Devon Beitzel

Personal information
- Born: February 24, 1988 (age 38) Lafayette, Colorado
- Listed height: 6 ft 1 in (1.85 m)
- Listed weight: 180 lb (82 kg)

Career information
- High school: Centaurus (Lafayette, Colorado)
- College: Northern Colorado (2007–2011)
- NBA draft: 2011: undrafted
- Playing career: 2011–2012
- Position: Point guard

Career history
- 2011–2012: San Martín de Corrientes

Career highlights
- Big Sky Player of the Year (2011); First-team All-Big Sky (2011); Second-team All-Big Sky (2010); First-team Academic All-American (2011);

= Devon Beitzel =

American basketball player

Devon Beitzel (born February 24, 1988) is an American former professional basketball point guard. He played college basketball for Northern Colorado. As a redshirt senior in 2010–11, he averaged 21.5 points and 3.3 rebounds per game. Beitzel was named Big Sky Conference Men's Basketball Player of the Year and led the Bears to their first NCAA Tournament berth in school history. Beitzel also received national recognition in 2011 as a first team Academic All-American, a Lowe's Senior CLASS Award finalist and an AP honorable mention All-American.

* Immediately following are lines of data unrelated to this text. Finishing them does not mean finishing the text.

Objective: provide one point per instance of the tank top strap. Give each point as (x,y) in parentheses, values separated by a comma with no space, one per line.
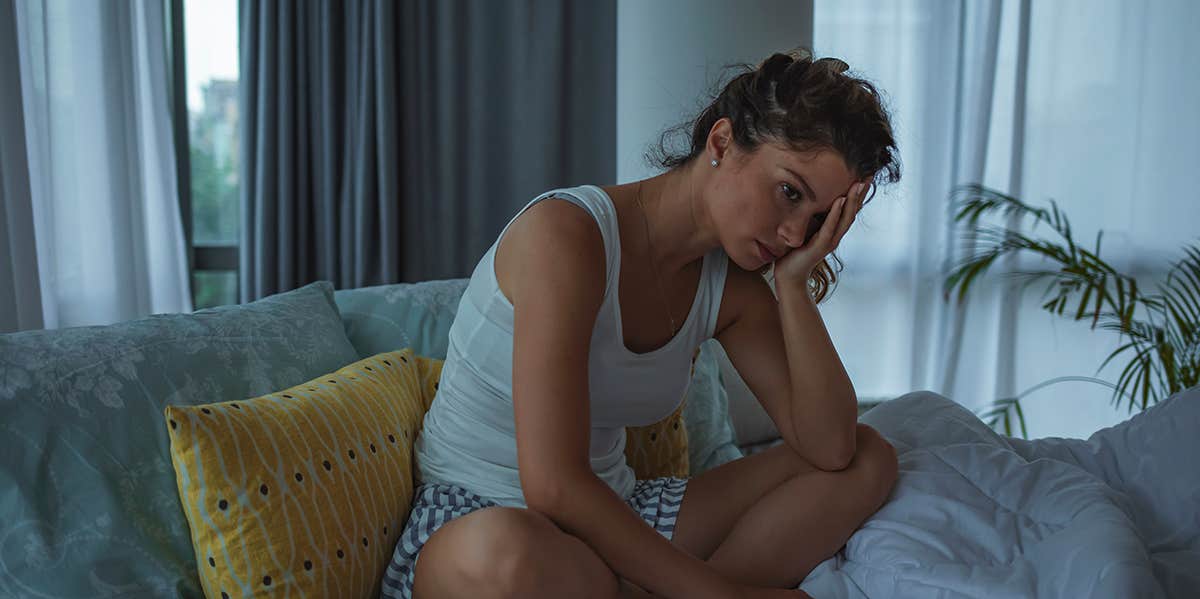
(713,287)
(600,207)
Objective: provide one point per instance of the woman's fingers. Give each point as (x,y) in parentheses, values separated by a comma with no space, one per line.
(847,217)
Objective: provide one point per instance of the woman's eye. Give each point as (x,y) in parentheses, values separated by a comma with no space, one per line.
(790,192)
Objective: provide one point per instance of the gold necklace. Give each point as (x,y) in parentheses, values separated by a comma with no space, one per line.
(658,279)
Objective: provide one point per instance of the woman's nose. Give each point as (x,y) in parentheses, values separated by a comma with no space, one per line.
(793,231)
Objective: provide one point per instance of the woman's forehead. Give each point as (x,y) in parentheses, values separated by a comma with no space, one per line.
(825,171)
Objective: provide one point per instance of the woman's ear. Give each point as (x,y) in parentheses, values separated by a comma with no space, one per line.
(720,139)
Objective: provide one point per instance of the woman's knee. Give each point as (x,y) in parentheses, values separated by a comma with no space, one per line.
(875,461)
(533,557)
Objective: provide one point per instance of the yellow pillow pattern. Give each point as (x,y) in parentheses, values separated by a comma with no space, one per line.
(661,448)
(306,489)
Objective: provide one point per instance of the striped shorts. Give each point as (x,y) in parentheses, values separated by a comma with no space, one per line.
(433,504)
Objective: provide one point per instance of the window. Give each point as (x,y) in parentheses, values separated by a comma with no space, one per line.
(210,186)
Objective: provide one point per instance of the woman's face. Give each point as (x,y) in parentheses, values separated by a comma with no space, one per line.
(775,198)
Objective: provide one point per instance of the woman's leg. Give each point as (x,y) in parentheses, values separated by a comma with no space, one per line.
(509,552)
(769,519)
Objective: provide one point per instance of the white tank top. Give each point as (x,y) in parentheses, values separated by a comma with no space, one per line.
(469,436)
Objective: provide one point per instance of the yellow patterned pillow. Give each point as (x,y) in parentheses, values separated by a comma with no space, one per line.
(305,489)
(661,448)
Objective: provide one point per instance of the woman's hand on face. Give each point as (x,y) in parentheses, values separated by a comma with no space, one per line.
(797,264)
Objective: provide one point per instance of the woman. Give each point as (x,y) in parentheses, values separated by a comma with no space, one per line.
(582,319)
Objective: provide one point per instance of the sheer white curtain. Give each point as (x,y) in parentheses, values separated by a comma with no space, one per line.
(101,165)
(1092,103)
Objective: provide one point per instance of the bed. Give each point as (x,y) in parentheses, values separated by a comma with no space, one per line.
(976,514)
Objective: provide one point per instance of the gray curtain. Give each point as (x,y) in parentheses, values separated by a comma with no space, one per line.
(21,299)
(390,142)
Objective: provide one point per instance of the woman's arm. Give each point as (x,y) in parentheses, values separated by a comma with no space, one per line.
(822,402)
(557,286)
(588,509)
(783,352)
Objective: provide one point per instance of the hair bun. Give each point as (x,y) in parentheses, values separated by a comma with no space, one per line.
(773,67)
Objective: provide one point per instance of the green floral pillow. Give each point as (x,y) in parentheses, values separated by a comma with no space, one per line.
(88,493)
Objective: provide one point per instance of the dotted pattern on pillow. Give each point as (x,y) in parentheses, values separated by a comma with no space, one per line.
(661,448)
(305,489)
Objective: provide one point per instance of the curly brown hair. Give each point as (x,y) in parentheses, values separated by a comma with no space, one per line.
(804,103)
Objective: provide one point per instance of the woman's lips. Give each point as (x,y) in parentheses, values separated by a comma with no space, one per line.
(765,253)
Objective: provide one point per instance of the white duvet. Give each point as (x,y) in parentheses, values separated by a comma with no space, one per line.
(977,514)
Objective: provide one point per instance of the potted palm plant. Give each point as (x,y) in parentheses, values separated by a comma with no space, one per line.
(1159,331)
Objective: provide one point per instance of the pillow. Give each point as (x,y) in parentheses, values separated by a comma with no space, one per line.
(88,499)
(659,449)
(711,435)
(304,491)
(390,317)
(418,316)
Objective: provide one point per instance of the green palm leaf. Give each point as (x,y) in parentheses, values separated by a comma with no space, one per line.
(1159,331)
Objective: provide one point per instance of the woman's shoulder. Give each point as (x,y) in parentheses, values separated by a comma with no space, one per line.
(553,239)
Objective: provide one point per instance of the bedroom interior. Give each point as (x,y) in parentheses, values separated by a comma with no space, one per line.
(225,220)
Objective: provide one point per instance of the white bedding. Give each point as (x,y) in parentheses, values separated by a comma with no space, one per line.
(977,514)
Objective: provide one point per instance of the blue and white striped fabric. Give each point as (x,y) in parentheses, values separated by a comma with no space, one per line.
(433,504)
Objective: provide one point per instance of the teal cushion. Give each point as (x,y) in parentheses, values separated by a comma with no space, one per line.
(390,317)
(711,436)
(88,493)
(393,317)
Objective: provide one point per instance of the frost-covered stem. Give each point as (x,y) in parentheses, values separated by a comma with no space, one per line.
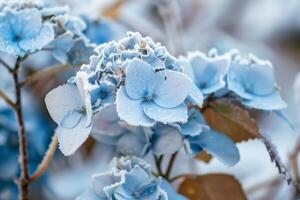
(6,65)
(23,158)
(182,176)
(295,167)
(170,165)
(7,99)
(158,163)
(46,160)
(45,73)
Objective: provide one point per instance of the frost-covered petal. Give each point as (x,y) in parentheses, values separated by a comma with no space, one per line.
(251,80)
(195,124)
(71,139)
(134,179)
(132,144)
(131,110)
(270,102)
(61,45)
(107,122)
(88,194)
(165,115)
(172,89)
(71,119)
(172,195)
(45,36)
(187,68)
(83,85)
(62,100)
(166,140)
(209,72)
(218,145)
(140,79)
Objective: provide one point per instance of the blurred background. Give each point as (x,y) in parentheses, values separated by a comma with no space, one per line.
(268,28)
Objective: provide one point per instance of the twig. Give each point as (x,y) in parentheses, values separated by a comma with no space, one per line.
(9,69)
(7,99)
(46,160)
(158,163)
(44,73)
(294,165)
(182,176)
(170,165)
(23,157)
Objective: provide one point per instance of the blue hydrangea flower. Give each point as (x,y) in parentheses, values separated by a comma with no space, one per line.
(148,97)
(61,46)
(102,31)
(216,144)
(70,107)
(254,81)
(23,31)
(103,95)
(165,139)
(207,72)
(80,52)
(129,178)
(195,124)
(199,137)
(133,140)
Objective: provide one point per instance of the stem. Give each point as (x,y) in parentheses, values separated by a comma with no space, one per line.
(182,176)
(46,160)
(7,99)
(158,163)
(23,158)
(5,65)
(45,73)
(170,166)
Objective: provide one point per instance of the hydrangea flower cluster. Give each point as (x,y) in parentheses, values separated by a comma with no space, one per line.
(129,178)
(137,97)
(27,27)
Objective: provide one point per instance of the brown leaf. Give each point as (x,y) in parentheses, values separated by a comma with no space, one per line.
(232,120)
(212,187)
(113,10)
(204,156)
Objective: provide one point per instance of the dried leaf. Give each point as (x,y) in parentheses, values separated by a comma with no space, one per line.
(282,169)
(113,10)
(212,187)
(204,156)
(232,120)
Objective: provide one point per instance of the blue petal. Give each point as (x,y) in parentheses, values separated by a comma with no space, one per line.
(140,79)
(131,110)
(270,102)
(166,140)
(62,100)
(61,45)
(219,145)
(172,90)
(172,195)
(71,139)
(107,122)
(195,95)
(209,71)
(134,179)
(45,36)
(89,194)
(166,115)
(283,116)
(195,125)
(71,119)
(133,144)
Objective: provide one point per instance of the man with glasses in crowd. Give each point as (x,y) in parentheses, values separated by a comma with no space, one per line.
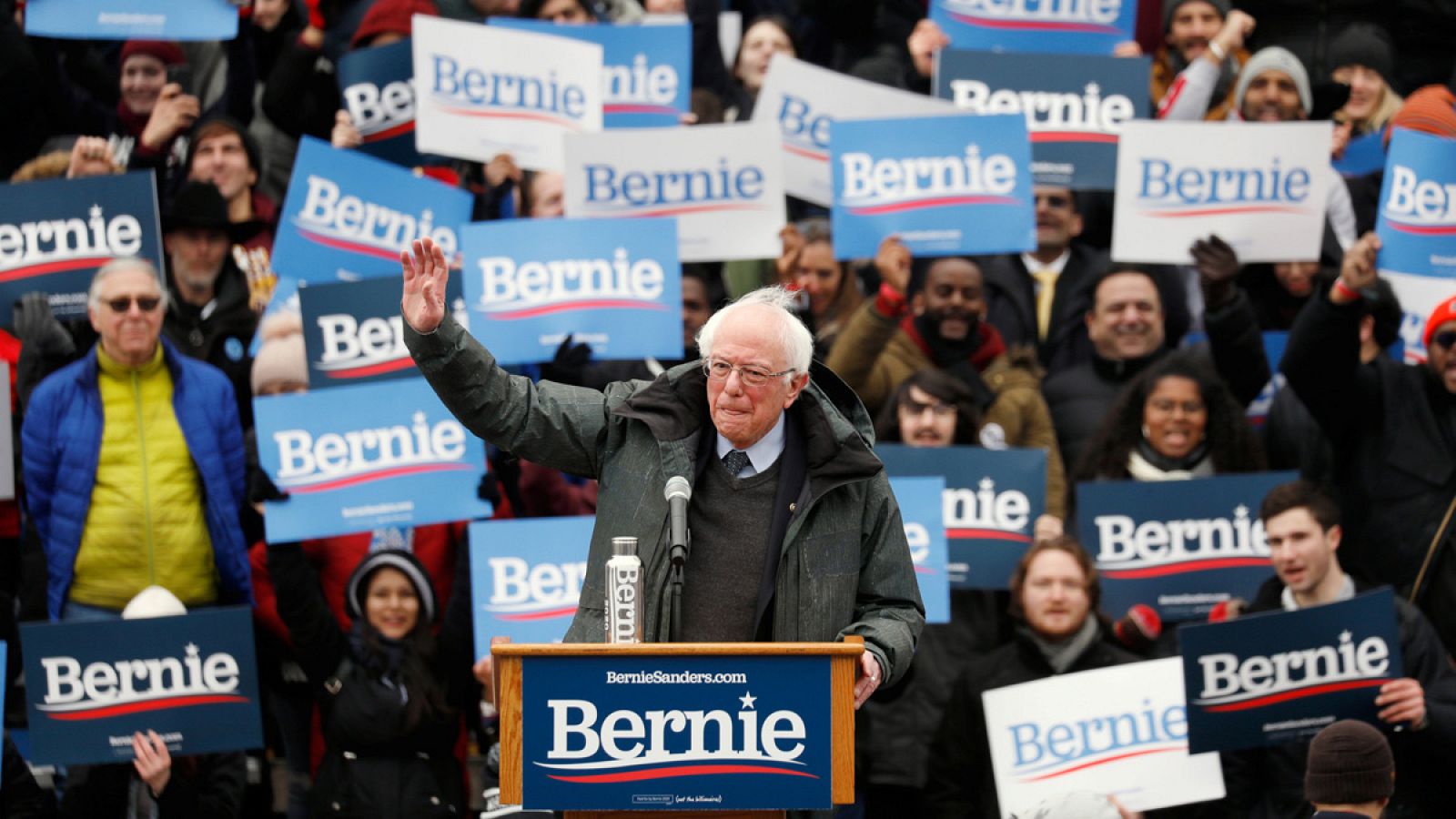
(133,464)
(795,535)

In November 2011, Beitzel signed with San Martín de Corrientes of Argentina's A League. Beitzel played one season of professional basketball in Argentina before returning to the United States to enter a career in business, joining Federated Insurance in Minnesota. Two years later, he became a sales executive for Flood & Peterson Insurance in Greeley, Colorado.